Average Australian Mortgage Size in 2023
29 Nov 2023
Getting approved for your home loan your home loan is a great feeling. The initial phases of the process may be a little daunting, but opening the doors of your dream home knowing your finances are completely sorted is a great reason to celebrate .
To stay on top of your repayment plan, there are a number of free tools available which can help you get ahead on your mortgage.
Using a mortgage calculator before you take out your home loan can give an accurate idea of how much you can afford to pay back each month. However, few people consistently recalculate across the lifetime of their home loan, as their situations change.
Particularly if your financial situation improves, you may be able to get ahead on your payments by making additional repayments to help pay your loan off sooner.
If you have an offset account or a redraw option on your mortgage, the savings can be significant when you add up how much you save on interest just by being in advance of your repayments. Our offset calculator helps you calculate the impact offsetting some of your interest will make over time.
Smartphones are a necessity for the vast majority of people. There is a whole host of digital offerings that can help with working out ways to pay off your home loan more efficiently.
In fact, there are apps aimed at making the process of paying off a mortgage that much simpler such as mortgage calculators, as well as extra repayments calculators, budgeting tools and expense trackers.
One of the advantages of using any mobile app is it can send you notifications when your payments are due, or even just remind you to regularly recalculate the amount of money you can afford to pay back at any one time.
One way to better pay off your mortgage is simply to be more mindful, and constantly assess the terms, amount and frequency of any payments. The benefits of doing this can actually be significant from a savings point of view.
Making one or two extra repayments will get you closer to being debt-free.
It may sound challenging, but it is manageable if you get paid fortnightly - equating to 26 paychecks a year - or if you're expecting a hefty bonus at any point.

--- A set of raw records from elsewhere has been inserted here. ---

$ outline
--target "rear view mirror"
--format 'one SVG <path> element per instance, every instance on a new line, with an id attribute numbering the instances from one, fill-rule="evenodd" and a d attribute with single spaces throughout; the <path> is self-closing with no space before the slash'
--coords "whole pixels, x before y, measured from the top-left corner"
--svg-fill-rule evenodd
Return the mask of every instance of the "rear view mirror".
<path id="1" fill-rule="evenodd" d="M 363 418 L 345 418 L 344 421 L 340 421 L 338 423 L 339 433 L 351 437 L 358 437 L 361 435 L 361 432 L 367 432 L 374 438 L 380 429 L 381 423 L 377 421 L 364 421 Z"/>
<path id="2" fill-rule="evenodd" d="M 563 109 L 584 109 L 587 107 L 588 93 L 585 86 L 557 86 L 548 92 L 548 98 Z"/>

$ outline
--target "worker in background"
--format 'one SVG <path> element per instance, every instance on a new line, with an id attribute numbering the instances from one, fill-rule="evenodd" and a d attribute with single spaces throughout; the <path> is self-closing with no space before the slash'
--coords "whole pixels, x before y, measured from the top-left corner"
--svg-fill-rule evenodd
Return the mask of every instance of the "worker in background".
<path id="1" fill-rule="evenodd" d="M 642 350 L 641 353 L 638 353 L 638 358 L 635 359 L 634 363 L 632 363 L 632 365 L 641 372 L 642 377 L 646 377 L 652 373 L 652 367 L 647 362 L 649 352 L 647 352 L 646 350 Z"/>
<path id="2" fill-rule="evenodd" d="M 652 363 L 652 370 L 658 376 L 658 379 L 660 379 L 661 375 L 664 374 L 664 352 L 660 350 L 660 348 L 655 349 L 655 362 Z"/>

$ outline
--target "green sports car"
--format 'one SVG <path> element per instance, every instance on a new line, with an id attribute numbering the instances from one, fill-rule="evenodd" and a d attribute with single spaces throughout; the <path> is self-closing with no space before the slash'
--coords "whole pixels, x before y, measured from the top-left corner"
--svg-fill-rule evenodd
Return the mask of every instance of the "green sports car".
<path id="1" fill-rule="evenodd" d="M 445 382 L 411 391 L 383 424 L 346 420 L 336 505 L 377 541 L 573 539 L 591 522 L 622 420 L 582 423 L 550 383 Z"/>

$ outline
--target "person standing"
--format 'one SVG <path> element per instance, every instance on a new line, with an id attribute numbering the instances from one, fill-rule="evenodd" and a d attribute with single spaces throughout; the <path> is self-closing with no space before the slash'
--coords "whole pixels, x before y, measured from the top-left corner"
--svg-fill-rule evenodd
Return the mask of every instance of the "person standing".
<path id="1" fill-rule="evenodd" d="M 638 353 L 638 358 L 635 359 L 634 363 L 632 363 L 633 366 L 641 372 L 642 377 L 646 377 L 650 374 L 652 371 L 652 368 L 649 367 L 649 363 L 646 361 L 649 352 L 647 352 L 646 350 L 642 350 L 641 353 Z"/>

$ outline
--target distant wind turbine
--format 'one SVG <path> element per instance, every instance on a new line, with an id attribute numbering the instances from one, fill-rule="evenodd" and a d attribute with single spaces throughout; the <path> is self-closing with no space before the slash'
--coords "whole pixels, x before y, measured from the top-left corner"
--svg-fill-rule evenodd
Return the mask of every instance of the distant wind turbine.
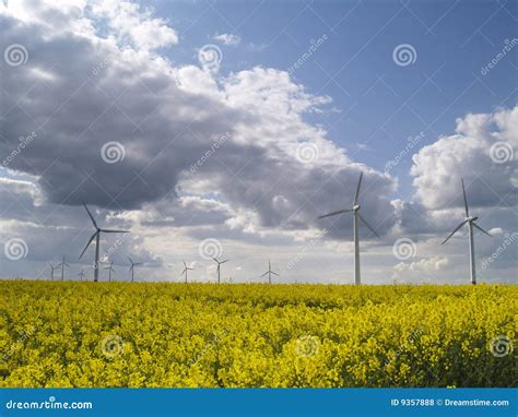
<path id="1" fill-rule="evenodd" d="M 111 261 L 109 266 L 106 266 L 105 270 L 108 270 L 108 282 L 111 283 L 111 273 L 116 273 L 114 270 L 114 261 Z"/>
<path id="2" fill-rule="evenodd" d="M 138 265 L 142 265 L 142 262 L 133 262 L 133 260 L 128 257 L 130 263 L 131 263 L 131 266 L 130 266 L 130 274 L 131 274 L 131 282 L 134 281 L 134 267 L 138 266 Z"/>
<path id="3" fill-rule="evenodd" d="M 54 281 L 54 272 L 58 269 L 58 266 L 54 266 L 51 263 L 48 265 L 50 266 L 50 281 Z"/>
<path id="4" fill-rule="evenodd" d="M 219 261 L 217 259 L 215 258 L 212 258 L 214 260 L 215 263 L 217 263 L 217 284 L 221 283 L 221 276 L 220 276 L 220 273 L 221 273 L 221 265 L 228 262 L 229 259 L 225 260 L 225 261 Z"/>
<path id="5" fill-rule="evenodd" d="M 64 266 L 70 267 L 70 265 L 64 261 L 64 254 L 63 254 L 63 260 L 58 263 L 58 267 L 61 266 L 61 281 L 64 281 Z"/>
<path id="6" fill-rule="evenodd" d="M 470 212 L 468 208 L 468 199 L 466 198 L 466 189 L 464 189 L 464 180 L 463 178 L 460 179 L 460 182 L 462 183 L 462 195 L 464 198 L 464 211 L 466 211 L 466 218 L 464 221 L 458 225 L 454 231 L 451 231 L 448 237 L 443 241 L 444 245 L 446 243 L 451 236 L 454 236 L 463 225 L 468 224 L 468 234 L 469 234 L 469 240 L 470 240 L 470 272 L 471 272 L 471 284 L 475 285 L 476 284 L 476 270 L 475 270 L 475 258 L 474 258 L 474 241 L 473 241 L 473 227 L 478 228 L 480 231 L 483 234 L 492 237 L 487 231 L 485 231 L 482 227 L 480 227 L 475 222 L 479 219 L 479 217 L 473 217 L 470 216 Z"/>
<path id="7" fill-rule="evenodd" d="M 90 238 L 89 242 L 84 247 L 83 251 L 81 252 L 81 255 L 79 259 L 83 258 L 84 252 L 86 252 L 86 249 L 89 249 L 90 243 L 95 239 L 95 262 L 94 262 L 94 282 L 99 281 L 99 242 L 101 242 L 101 234 L 129 234 L 128 230 L 109 230 L 109 229 L 102 229 L 101 227 L 97 226 L 97 223 L 95 222 L 94 216 L 92 216 L 92 213 L 90 213 L 89 207 L 86 204 L 83 202 L 84 208 L 86 210 L 86 213 L 89 213 L 90 219 L 92 221 L 94 227 L 95 227 L 95 233 L 92 235 Z"/>
<path id="8" fill-rule="evenodd" d="M 262 275 L 261 275 L 261 278 L 264 276 L 264 275 L 268 275 L 268 283 L 271 284 L 272 283 L 272 274 L 273 275 L 276 275 L 276 276 L 280 276 L 278 273 L 273 272 L 272 271 L 272 265 L 270 263 L 270 260 L 268 260 L 268 271 L 264 272 Z"/>
<path id="9" fill-rule="evenodd" d="M 184 271 L 181 272 L 181 275 L 185 275 L 185 276 L 186 276 L 186 284 L 187 284 L 187 271 L 195 271 L 195 269 L 187 266 L 186 261 L 184 261 L 184 266 L 185 266 L 185 267 L 184 267 Z"/>
<path id="10" fill-rule="evenodd" d="M 329 216 L 334 216 L 337 214 L 343 214 L 343 213 L 353 213 L 353 229 L 354 229 L 354 284 L 360 285 L 362 284 L 361 275 L 360 275 L 360 235 L 358 235 L 358 225 L 360 221 L 364 223 L 365 226 L 368 227 L 368 229 L 377 237 L 378 234 L 369 226 L 367 221 L 362 217 L 360 214 L 360 187 L 362 186 L 362 178 L 363 178 L 363 172 L 360 172 L 360 180 L 358 184 L 356 187 L 356 193 L 354 194 L 354 202 L 351 208 L 344 208 L 344 210 L 339 210 L 338 212 L 332 212 L 325 214 L 323 216 L 319 216 L 318 218 L 323 218 L 323 217 L 329 217 Z"/>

$350,000 over a 30 year term at 2.63%. Monthly Repayment $1406.70
Monthly Repayments 12 x $1406.70 = 16,880.40
Fortnightly Repayments 26 x 703.35 = $18,287.10
Weekly Repayments 52 x $351.68 = $18,287.10
In the above example, just by splitting your monthly repayment amount into weekly or fortnightly installments you can make a difference in just 1 year, doing this from the outset of your loan can make a significant impact over the term of your loan.

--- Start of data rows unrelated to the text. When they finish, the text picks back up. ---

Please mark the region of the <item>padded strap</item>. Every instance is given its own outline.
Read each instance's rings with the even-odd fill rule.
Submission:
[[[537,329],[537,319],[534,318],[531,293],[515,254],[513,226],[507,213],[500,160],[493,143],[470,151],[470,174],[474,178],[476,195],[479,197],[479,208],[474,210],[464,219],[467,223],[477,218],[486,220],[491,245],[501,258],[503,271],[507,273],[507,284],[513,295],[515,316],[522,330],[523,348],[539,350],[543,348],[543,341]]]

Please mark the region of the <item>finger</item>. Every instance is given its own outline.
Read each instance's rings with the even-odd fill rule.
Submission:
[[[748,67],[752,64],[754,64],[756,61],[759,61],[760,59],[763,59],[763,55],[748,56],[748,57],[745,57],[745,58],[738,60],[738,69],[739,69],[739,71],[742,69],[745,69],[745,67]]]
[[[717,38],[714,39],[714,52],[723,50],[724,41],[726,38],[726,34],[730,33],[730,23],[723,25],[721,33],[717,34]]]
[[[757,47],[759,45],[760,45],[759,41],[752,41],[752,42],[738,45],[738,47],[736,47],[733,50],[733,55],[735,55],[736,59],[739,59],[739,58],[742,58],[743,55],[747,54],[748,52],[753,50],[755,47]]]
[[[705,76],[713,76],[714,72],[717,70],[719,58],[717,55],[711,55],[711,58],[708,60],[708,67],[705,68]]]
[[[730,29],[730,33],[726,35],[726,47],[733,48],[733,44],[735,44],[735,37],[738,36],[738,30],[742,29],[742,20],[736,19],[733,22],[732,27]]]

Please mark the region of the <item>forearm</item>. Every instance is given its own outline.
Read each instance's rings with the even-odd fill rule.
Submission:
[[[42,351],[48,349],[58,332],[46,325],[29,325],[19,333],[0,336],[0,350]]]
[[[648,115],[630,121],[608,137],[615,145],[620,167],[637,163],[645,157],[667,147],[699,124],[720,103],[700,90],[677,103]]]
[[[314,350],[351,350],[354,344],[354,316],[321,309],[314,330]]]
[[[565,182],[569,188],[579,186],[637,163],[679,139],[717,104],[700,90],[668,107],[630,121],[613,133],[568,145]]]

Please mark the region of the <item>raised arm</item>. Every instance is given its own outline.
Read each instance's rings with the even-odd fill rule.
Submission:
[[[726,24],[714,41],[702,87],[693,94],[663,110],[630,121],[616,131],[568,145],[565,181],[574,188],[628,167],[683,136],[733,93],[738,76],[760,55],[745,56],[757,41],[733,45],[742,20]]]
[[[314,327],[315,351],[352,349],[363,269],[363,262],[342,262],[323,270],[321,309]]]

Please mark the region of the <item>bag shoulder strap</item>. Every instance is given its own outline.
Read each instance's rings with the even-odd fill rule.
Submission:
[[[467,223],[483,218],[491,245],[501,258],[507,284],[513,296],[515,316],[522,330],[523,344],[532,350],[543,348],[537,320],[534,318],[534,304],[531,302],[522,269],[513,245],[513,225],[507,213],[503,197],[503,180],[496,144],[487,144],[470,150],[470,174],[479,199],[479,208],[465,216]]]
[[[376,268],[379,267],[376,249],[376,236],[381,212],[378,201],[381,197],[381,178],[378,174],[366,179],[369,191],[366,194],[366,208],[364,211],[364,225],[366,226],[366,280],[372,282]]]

If you have a long-term goal of being debt-free as soon as possible, then making one, two or several extra repayments over the course of the year will get you closer to that aim, and in less time, too. In essence, any extra principal payments are like long-term investments that accrue interest at the same rate as your home loan.

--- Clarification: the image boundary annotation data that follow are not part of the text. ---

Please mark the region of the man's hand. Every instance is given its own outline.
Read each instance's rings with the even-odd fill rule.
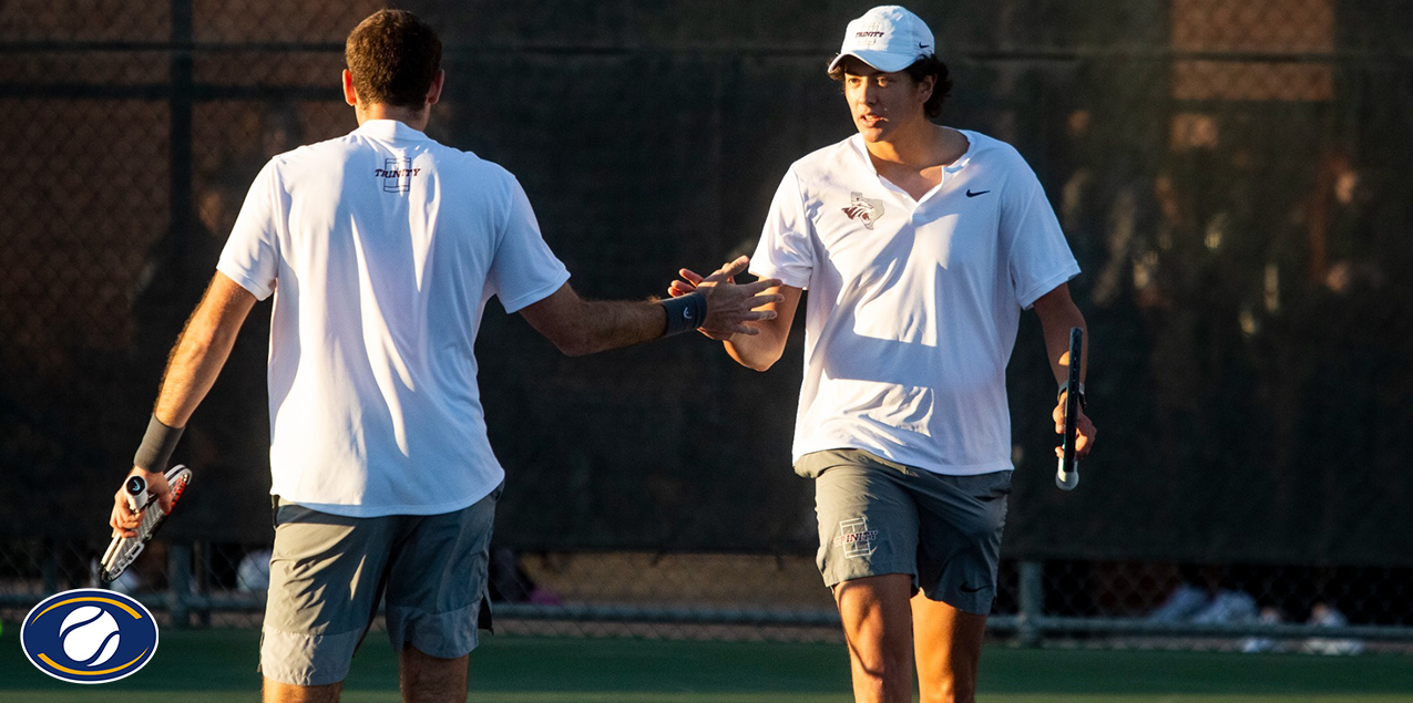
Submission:
[[[141,476],[147,480],[147,493],[157,495],[157,507],[162,512],[172,510],[172,491],[167,486],[167,476],[134,466],[123,479],[123,486],[119,486],[117,493],[113,494],[113,514],[107,521],[113,528],[113,536],[137,536],[137,525],[143,522],[143,514],[133,512],[131,505],[127,504],[127,479],[131,476]],[[151,508],[151,504],[147,508]]]
[[[697,328],[697,332],[709,339],[725,342],[736,335],[759,335],[759,329],[745,325],[745,322],[774,319],[776,311],[759,311],[757,308],[781,302],[784,295],[764,294],[766,289],[780,285],[780,281],[774,278],[736,285],[736,275],[745,272],[749,264],[749,257],[739,257],[706,277],[682,268],[678,271],[682,278],[673,281],[667,287],[667,292],[673,298],[695,291],[706,295],[706,322]],[[742,308],[742,305],[746,306]]]
[[[1051,414],[1051,416],[1056,421],[1057,435],[1064,435],[1064,397],[1065,394],[1061,392],[1060,402],[1056,404],[1056,411]],[[1074,422],[1075,459],[1084,459],[1085,456],[1089,455],[1089,450],[1094,449],[1094,435],[1095,435],[1094,422],[1089,422],[1089,418],[1085,416],[1084,414],[1084,408],[1080,408],[1080,416],[1077,416]],[[1057,446],[1056,456],[1064,459],[1064,447]]]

The need to reassess your mortgage will likely present itself if you're paying a variable interest rate. While the rates themselves may be out of your hands, there are certain steps to take to ensure your disposable income stays at a similar level.
An effective tool over the long term can be the humble spreadsheet. Now, this doesn't mean that you need to go and buy the latest and greatest in mortgage reporting software. In fact, you can actually put together a defined plan of action and do some of the tricky calculations using Microsoft Excel or even Google Sheets.
Mortgages can be tricky to manage but there are certainly advantages to getting ahead.
Where possible, try to consistently assess the amount and frequency of your payments if you're looking to unlock the most value over the entire course of your mortgage.